The woman arrested is 25-year-old Deja Stallings, who is nine months pregnant, her attorney, Stacy Shaw, told reporters. Shaw disputes the police’s assertion that Stallings tried to pull the suspect away. The security video shows Stallings briefly step between an officer and the man he was moving to arrest, but the officer quickly pushes past her to chase after the suspect, catching up with him just a few feet later. Police said one of the officers then tried to arrest Stallings while she was standing, but “she continued to physically resist arrest, at which point he placed her on the ground to effect the arrest. His arrest occurred out of view of the security camera video. Le’Yoshe’s social video picks up with Stallings already face down on the ground, with an officer’s knee on her lower back and buttocks. Several second later, officers are seen rolling Stallings over and trying to sit her up by pulling up on her right arm. A second video shot by Le’Yoshe, as well as the security camera footage, shows Stallings sitting with an officer who appears to be helping her remain upright, the police said that the officer who arrested the woman stated he took care not to apply pressure with his legs, police called an ambulance and said Stallings was evaluated at a hospital and released.
The question is only why this officer body slammed a pregnant woman and put his knee and her back, Shaw said. What they’re saying is because they asked her to leave, because she was pulling this away from an officer that that somehow justifies a white, large officer, body slamming 120-some pound, nine month pregnant woman, twisting her arm above her head and kneeling in her back. While one video shows Stallings on the ground with an officer’s knee on her, they do not clearly show the moments before she was on the ground or her arm being twisted. Stallings has been charged with interfering with an arrest, Shaw said.

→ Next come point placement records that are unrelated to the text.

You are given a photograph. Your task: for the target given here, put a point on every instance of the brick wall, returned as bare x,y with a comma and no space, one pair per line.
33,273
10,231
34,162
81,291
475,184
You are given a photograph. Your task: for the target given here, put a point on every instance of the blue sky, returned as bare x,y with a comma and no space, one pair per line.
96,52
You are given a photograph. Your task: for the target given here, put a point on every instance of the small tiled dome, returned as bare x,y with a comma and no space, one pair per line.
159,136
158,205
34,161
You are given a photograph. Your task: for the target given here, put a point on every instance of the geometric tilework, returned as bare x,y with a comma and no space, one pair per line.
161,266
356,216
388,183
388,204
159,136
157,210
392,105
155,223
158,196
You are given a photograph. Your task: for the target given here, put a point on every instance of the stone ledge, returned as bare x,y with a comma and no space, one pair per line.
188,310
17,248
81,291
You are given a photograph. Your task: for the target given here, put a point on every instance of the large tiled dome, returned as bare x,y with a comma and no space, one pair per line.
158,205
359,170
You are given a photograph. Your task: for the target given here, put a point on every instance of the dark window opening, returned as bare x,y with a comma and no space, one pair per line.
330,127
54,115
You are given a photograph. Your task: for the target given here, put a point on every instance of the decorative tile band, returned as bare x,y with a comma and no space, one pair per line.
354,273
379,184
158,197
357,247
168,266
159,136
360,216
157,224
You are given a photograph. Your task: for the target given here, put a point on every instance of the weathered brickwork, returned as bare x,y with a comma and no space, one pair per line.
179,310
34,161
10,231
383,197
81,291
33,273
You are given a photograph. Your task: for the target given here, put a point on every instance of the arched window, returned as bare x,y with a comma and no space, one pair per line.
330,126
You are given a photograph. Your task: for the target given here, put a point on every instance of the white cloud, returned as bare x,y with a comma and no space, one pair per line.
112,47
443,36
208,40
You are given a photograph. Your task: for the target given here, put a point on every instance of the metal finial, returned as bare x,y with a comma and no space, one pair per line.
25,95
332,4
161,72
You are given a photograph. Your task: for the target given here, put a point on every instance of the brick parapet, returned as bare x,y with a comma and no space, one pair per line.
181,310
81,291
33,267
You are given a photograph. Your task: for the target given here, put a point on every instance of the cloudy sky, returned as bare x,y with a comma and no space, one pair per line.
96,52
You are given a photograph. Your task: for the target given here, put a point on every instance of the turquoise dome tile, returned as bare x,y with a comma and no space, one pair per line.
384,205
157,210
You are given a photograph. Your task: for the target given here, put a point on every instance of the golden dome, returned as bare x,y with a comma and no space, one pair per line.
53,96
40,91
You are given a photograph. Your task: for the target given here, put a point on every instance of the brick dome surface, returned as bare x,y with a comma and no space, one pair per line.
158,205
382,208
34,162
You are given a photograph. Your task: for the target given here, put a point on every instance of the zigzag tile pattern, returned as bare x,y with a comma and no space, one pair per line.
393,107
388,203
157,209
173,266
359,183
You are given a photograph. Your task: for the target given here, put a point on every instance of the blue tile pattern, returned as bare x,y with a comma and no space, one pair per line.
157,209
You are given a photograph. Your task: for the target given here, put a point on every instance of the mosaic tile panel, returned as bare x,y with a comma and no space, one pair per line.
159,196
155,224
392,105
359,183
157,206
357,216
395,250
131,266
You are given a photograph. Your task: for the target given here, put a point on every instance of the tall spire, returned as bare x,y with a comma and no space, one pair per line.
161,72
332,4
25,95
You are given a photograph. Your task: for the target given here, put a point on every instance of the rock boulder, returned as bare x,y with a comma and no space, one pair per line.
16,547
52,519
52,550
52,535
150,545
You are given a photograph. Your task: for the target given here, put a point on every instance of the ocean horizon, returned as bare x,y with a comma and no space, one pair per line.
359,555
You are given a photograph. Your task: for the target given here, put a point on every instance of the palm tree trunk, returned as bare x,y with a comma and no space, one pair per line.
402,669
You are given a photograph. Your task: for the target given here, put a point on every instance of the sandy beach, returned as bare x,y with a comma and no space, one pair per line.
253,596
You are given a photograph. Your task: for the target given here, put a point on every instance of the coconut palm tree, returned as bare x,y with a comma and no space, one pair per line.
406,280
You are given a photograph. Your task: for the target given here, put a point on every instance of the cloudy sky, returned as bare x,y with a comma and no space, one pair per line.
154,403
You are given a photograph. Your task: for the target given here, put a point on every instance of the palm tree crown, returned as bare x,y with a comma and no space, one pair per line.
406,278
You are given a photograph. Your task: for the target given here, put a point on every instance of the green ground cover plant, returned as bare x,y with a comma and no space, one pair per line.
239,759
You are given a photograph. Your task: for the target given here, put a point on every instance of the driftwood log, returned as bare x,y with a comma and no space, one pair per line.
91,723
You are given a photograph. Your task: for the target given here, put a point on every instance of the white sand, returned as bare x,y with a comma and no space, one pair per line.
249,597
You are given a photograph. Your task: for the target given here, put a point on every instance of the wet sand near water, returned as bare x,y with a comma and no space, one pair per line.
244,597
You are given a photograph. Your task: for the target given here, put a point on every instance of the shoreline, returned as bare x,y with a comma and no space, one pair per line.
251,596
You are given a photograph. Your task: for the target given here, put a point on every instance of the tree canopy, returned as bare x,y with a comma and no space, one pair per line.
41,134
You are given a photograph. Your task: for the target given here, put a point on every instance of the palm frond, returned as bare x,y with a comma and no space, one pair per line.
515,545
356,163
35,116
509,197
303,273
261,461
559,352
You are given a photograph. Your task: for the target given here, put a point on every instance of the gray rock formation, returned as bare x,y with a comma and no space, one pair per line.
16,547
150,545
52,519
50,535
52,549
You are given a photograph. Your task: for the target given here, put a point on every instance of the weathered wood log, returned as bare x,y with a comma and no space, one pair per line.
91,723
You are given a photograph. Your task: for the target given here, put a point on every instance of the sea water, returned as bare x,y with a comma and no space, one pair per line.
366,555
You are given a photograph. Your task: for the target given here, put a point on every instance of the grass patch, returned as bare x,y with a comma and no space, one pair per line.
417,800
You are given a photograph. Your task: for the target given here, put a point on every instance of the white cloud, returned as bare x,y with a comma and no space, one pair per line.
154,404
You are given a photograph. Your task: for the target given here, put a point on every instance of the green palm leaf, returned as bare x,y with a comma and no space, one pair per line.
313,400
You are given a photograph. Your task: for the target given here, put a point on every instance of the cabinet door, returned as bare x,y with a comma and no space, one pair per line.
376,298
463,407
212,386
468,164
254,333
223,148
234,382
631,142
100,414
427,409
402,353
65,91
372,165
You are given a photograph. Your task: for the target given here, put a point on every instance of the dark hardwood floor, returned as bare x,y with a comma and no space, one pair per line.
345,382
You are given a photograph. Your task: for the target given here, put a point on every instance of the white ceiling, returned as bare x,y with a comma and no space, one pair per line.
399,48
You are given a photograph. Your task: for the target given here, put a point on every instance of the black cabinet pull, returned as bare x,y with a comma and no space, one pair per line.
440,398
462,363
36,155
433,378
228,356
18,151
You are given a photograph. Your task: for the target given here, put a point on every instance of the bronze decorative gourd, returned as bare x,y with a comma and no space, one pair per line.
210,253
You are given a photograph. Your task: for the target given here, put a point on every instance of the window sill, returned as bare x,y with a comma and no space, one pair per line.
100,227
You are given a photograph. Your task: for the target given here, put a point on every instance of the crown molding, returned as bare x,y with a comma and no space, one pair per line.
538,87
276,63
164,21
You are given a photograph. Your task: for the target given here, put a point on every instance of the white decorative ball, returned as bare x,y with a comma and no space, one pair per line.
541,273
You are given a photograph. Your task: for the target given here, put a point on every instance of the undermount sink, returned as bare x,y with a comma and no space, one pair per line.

In response to the video, a group of protesters, including Shaw, have been protesting outside city hall demanding the resignation of Police Chief Richard Smith and for the city to redirect 50% of the police department’s budget to social services aimed at the city’s Black community, the lawyer said. Kansas City police spokesman Capt. David Jackson told reporters that the chief will not be resigning. Jackson said that the department does not plan on naming the officers involved in the incident. At the moment, none of them are facing any type of administrative or disciplinary action, he said. However, Jackson did note that if more information becomes available that decision can be evaluated. Protesters plan to remain at City Hall until their demands are met or someone comes to remove them by force, Shaw said. Meanwhile, Shaw said that Stallings now has “nerve issues with her back” as well as a large bruise. She went to the hospital twice, once immediately after her arrest, Shaw said, but the baby appears to be uninjured by the incident.